Elisa Roner

Personal information
- Born: 4 July 2001 (age 24)

Sport
- Country: Italy
- Sport: Archery
- Event: Compound

Medal record
Women's compound archery
Representing Italy
Archery World Cup
| Bronze medal – third place | 2023 Antalya | Individual |
| Gold medal – first place | 2024 Antalya | Individual |
| Bronze medal – third place | 2024 Antalya | Mixed team |
| Silver medal – second place | 2024 Shanghai | Team |
| Silver medal – second place | 2025 Central Florida | Team |
Indoor Archery World Series
| Gold medal – first place | 2023 Las Vegas (Finals) | Individual |
| Gold medal – first place | 2024 Las Vegas (Finals) | Individual |
| Bronze medal – third place | 2024 Strassen | Individual |
| Bronze medal – third place | 2025 Las Vegas (Finals) | Individual |
| Silver medal – second place | 2025 Lousanne | Individual |
| Silver medal – second place | 2025 Strassen | Individual |
World Indoor Archery Championships
| Silver medal – second place | 2018 Yankton | Individual |
| Bronze medal – third place | 2018 Yankton | Team |
European Games
| Gold medal – first place | 2023 Kraków-Małopolska | Individual |
| Bronze medal – third place | 2023 Kraków-Małopolska | Mixed team |
European Outdoor Championships
| Silver medal – second place | 2022 Munich | Team |
| Silver medal – second place | 2024 Essen | Individual |
| Silver medal – second place | 2026 Antalya | Team |
European Indoor Championships
| Bronze medal – third place | 2022 Laško | Team |
| Gold medal – first place | 2024 Varaždin | Individual |
| Silver medal – second place | 2024 Varaždin | Team |
| Gold medal – first place | 2025 Samsun | Individual |
| Gold medal – first place | 2025 Samsun | Team |
| Gold medal – first place | 2026 Plovdiv | Team |
| Gold medal – first place | 2026 Plovdiv | Mixed Team |

= Elisa Roner =

Italian archer (born 2001)

Elisa Roner (born 4 July 2001) is an Italian archer competing in compound events. She won the gold medal in the women's compound event at the 2023 European Games held in Poland. She won the silver medal in her event at the 2024 European Archery Championships held in Essen, Germany.

== Career ==

Roner, Camilla Alberti and Erica Benzini won the bronze medal in the junior women's team compound event at the 2017 European Indoor Archery Championships held in Vittel, France. She also competed in the junior women's compound event. Roner won two medals at the 2018 World Indoor Archery Championships held in Yankton, United States. She won the silver medal in the junior women's individual compound event and the bronze medal in the junior women's team compound event, alongside Elisa Bazzichetto and Sara Ret. This event will later be renamed Indoor Archery World Series and Elisa will win the Finals in Las Vegas in 2023 and 2024.

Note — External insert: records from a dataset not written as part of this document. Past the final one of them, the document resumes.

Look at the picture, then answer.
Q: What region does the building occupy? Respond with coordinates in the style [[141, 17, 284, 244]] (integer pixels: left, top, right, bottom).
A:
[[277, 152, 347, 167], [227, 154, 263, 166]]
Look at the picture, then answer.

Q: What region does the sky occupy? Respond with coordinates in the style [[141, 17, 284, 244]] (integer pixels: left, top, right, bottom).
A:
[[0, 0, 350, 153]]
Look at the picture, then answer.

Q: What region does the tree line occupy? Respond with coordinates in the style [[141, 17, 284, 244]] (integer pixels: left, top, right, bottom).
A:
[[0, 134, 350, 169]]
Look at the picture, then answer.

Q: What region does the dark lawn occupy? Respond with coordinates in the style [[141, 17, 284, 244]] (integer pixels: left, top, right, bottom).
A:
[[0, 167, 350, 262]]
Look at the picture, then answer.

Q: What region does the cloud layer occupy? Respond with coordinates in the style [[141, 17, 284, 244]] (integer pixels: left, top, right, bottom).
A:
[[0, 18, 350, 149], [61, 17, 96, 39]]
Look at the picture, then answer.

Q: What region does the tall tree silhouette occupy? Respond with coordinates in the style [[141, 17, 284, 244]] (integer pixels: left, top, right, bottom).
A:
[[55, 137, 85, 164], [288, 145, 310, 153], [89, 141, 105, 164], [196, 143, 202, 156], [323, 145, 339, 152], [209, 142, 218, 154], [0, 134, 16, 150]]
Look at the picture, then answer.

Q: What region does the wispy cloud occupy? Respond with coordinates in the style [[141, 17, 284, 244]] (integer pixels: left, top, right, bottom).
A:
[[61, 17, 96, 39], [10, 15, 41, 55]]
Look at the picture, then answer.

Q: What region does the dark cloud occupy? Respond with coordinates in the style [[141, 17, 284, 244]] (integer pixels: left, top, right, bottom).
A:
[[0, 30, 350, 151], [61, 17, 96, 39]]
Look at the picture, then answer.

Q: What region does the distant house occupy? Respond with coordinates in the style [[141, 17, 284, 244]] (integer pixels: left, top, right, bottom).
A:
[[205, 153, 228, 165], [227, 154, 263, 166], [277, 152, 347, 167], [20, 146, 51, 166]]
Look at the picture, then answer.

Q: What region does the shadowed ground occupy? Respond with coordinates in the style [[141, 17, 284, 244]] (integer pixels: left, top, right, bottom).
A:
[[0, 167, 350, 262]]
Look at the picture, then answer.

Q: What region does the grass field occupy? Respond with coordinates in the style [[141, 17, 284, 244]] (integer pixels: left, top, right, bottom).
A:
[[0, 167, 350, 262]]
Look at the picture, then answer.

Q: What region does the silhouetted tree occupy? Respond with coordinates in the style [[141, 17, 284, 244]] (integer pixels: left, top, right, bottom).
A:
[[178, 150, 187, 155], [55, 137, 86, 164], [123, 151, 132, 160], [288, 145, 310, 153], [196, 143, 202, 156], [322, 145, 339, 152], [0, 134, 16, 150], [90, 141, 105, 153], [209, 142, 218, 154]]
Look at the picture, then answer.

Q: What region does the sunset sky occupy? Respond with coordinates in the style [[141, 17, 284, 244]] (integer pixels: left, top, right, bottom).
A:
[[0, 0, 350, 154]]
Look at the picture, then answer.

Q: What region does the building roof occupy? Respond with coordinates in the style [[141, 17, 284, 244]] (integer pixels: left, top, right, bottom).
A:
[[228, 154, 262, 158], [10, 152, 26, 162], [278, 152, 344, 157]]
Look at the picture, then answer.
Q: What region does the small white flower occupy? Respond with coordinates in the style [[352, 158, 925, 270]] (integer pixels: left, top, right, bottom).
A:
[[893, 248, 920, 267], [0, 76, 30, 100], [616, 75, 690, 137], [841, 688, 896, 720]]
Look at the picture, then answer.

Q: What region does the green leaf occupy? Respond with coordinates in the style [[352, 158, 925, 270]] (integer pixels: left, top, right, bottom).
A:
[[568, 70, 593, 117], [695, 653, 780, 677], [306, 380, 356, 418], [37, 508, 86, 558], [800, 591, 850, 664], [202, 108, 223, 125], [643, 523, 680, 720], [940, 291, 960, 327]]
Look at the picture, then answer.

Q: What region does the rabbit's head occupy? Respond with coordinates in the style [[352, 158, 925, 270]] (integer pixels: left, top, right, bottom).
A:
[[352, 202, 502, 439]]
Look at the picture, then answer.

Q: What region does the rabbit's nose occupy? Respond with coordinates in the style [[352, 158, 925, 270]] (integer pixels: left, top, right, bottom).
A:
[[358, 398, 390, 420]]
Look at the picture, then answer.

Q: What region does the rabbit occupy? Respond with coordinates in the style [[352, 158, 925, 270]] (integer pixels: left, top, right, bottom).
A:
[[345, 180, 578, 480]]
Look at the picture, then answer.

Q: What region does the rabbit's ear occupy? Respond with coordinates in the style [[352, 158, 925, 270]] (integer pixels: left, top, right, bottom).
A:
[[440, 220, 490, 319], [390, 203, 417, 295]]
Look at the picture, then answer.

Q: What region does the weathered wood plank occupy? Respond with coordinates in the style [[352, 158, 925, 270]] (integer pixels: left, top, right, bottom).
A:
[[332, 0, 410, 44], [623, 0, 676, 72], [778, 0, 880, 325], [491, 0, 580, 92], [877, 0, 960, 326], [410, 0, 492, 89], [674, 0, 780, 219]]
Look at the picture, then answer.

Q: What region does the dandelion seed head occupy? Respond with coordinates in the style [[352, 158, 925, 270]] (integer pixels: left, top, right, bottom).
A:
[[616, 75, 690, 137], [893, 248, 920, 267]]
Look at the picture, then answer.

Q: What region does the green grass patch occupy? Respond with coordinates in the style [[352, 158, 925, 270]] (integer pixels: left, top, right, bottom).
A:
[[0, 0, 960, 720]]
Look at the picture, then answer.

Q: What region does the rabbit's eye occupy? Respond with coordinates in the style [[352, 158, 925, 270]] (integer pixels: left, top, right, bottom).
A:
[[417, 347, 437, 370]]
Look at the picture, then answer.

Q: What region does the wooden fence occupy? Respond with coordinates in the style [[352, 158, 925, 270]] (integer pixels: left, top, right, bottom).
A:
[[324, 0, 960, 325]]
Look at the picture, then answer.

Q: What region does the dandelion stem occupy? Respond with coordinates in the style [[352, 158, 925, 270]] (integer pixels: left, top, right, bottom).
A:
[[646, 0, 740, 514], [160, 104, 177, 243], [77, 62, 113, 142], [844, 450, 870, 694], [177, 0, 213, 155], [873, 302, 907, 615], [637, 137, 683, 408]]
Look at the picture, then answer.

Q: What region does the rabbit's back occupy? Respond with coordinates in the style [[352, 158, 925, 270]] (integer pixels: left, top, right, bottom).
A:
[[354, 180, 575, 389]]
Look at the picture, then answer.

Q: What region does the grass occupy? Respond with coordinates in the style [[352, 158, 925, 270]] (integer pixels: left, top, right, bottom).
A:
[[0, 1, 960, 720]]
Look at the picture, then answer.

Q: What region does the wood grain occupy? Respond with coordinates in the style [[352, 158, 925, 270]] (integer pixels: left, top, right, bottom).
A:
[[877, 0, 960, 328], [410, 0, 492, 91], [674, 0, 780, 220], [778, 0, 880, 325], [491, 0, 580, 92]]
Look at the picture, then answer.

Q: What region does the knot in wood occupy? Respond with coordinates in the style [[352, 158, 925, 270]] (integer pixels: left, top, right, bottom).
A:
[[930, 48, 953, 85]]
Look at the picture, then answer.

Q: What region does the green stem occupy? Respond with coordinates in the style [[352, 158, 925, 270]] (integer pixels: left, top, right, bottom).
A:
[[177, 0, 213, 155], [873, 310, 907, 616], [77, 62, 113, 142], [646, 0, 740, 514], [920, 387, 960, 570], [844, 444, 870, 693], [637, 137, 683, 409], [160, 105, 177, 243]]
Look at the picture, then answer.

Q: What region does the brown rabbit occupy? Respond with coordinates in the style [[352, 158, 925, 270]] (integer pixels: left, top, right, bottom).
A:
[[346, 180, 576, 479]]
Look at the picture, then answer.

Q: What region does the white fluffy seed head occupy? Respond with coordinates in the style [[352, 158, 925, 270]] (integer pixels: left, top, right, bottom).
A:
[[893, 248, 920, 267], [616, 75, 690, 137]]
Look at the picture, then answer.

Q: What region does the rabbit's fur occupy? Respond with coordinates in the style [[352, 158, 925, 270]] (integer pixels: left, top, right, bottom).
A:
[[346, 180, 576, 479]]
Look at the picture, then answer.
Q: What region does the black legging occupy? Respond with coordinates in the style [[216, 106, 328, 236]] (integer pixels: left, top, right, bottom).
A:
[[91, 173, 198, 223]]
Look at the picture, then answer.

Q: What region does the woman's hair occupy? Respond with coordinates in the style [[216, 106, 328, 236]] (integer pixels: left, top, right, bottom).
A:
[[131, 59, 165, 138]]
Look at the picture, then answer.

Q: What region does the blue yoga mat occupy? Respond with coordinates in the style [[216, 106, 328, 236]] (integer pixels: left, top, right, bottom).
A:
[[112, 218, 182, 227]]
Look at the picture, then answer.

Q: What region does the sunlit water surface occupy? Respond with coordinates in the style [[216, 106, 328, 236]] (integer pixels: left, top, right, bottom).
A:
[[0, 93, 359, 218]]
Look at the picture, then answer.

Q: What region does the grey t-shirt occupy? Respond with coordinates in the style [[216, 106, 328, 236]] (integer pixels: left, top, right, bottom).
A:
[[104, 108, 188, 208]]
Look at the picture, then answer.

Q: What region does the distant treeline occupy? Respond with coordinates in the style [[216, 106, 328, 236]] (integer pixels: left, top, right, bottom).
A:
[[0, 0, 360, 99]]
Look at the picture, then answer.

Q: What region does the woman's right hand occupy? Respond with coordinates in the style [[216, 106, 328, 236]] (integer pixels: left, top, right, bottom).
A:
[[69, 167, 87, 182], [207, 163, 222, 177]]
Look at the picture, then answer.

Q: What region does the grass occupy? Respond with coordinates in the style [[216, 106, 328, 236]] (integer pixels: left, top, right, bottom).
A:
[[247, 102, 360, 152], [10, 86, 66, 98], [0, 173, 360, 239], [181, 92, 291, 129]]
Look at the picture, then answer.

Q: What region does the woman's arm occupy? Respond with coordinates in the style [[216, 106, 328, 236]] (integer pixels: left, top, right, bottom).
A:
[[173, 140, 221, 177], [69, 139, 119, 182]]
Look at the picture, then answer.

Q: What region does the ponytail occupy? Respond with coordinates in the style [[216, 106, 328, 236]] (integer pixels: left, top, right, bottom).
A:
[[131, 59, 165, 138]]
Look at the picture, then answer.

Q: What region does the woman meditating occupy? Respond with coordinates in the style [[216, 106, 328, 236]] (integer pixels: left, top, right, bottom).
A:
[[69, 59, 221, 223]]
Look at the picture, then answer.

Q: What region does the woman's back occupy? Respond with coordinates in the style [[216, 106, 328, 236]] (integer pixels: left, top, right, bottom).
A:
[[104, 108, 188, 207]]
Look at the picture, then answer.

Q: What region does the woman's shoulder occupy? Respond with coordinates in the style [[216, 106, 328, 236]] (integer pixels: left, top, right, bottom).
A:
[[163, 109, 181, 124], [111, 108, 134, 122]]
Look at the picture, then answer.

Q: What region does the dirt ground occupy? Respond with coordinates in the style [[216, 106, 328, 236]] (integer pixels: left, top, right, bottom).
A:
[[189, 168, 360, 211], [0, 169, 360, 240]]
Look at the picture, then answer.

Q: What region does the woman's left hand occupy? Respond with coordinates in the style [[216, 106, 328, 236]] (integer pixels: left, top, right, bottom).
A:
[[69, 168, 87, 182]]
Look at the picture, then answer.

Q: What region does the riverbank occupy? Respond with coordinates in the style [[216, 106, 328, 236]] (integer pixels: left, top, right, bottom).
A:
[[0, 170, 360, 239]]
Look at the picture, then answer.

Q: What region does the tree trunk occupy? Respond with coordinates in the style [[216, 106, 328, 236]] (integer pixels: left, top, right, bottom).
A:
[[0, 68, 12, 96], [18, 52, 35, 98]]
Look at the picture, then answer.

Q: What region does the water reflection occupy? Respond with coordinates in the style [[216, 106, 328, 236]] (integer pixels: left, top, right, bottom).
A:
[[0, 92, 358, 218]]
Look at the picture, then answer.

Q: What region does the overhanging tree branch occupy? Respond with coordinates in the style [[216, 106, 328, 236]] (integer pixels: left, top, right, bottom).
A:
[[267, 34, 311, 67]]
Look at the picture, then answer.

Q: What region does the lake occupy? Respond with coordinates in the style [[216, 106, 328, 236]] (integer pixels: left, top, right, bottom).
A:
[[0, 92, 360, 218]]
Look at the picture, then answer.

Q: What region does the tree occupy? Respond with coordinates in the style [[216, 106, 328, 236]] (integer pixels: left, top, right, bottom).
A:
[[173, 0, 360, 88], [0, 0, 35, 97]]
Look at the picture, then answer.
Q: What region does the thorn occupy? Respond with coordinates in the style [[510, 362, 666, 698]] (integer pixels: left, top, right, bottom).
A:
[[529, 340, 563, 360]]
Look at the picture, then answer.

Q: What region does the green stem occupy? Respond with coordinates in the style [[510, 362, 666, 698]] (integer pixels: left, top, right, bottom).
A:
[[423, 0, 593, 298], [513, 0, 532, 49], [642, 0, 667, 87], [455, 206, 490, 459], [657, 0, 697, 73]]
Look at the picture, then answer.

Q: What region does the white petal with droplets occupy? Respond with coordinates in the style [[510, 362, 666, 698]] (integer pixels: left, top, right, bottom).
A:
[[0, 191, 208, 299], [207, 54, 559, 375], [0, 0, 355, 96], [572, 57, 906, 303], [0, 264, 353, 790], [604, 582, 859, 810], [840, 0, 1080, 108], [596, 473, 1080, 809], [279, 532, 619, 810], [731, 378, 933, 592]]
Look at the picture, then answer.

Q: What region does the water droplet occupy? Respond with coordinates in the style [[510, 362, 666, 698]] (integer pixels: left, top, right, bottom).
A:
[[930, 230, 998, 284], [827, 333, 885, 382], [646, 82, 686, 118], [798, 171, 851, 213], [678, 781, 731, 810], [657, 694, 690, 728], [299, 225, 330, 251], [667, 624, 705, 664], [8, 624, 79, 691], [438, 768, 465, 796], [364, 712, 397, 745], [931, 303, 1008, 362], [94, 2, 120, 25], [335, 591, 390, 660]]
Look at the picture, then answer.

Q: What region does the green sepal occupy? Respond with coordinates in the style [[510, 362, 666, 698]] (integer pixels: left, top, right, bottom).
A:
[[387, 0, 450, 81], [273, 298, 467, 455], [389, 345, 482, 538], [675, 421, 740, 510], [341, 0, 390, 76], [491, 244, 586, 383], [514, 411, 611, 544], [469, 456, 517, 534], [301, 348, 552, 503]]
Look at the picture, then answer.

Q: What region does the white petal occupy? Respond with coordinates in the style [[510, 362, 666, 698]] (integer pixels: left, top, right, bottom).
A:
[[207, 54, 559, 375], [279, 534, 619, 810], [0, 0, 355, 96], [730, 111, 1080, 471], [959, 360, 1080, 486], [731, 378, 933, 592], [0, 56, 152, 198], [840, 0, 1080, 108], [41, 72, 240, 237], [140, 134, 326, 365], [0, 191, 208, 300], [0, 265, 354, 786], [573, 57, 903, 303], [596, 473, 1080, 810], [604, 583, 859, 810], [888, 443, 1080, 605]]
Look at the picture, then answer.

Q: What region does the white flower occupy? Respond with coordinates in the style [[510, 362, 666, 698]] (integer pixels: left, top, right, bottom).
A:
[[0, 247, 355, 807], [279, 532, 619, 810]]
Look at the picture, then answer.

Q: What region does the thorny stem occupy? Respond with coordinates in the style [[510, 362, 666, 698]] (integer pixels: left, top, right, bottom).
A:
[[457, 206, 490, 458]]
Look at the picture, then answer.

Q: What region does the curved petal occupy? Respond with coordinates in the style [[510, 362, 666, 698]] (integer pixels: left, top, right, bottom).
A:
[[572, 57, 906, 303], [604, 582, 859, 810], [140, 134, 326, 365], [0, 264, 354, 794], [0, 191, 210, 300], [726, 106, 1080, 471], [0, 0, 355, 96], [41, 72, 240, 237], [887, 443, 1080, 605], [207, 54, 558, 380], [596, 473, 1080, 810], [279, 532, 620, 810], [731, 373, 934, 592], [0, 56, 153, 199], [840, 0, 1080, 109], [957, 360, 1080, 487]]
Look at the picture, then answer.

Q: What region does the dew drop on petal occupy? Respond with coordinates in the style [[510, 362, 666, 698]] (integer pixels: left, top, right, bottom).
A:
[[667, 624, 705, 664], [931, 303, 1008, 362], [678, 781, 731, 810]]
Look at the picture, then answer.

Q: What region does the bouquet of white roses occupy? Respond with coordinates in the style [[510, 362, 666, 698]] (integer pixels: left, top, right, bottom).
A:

Roner won two gold medals in junior events at the 2019 European Indoor Archery Championships held in Samsun, Turkey. In that same year, she won the bronze medal in the junior women's compound event at the 2019 World Archery Youth Championships held in Madrid, Spain. In 2021, Roner competed at the World Archery Championships held in Yankton, United States. She competed in the women's compound and women's team compound events. In the individual event, she was eliminated in her second match by Natalia Avdeeva of Russia and in the team event, the Italian team was eliminated by France in the first match of the elimination round.

Roner, Irene Franchini and Marcella Tonioli won the bronze medal in the women's team compound event at the 2022 European Indoor Archery Championships held in Laško, Slovenia. Sara Ret, Marcella Tonioli and Elisa Roner won the silver medal in the women's team compound event at the 2022 European Archery Championships held in Munich, Germany. She lost her bronze medal match in the women's individual compound event.

In 2023, she represented Italy at the European Games held in Poland. She won the gold medal in the women's individual compound event. Roner and Marco Bruno won the bronze medal in the mixed team compound event. In the same year, she also competed at the World Archery Championships held in Berlin, Germany. She competed in the women's individual compound, women's team compound and compound mixed team events.

Roner won the gold medal in the women's individual compound event at the 2024 European Indoor Archery Championships held in Varaždin, Croatia. She won the silver medal in the women's team compound event, alongside Andrea Nicole Moccia and Marcella Tonioli. A few months later, she won the silver medal in the women's individual compound event at the European Archery Championships held in Essen, Germany.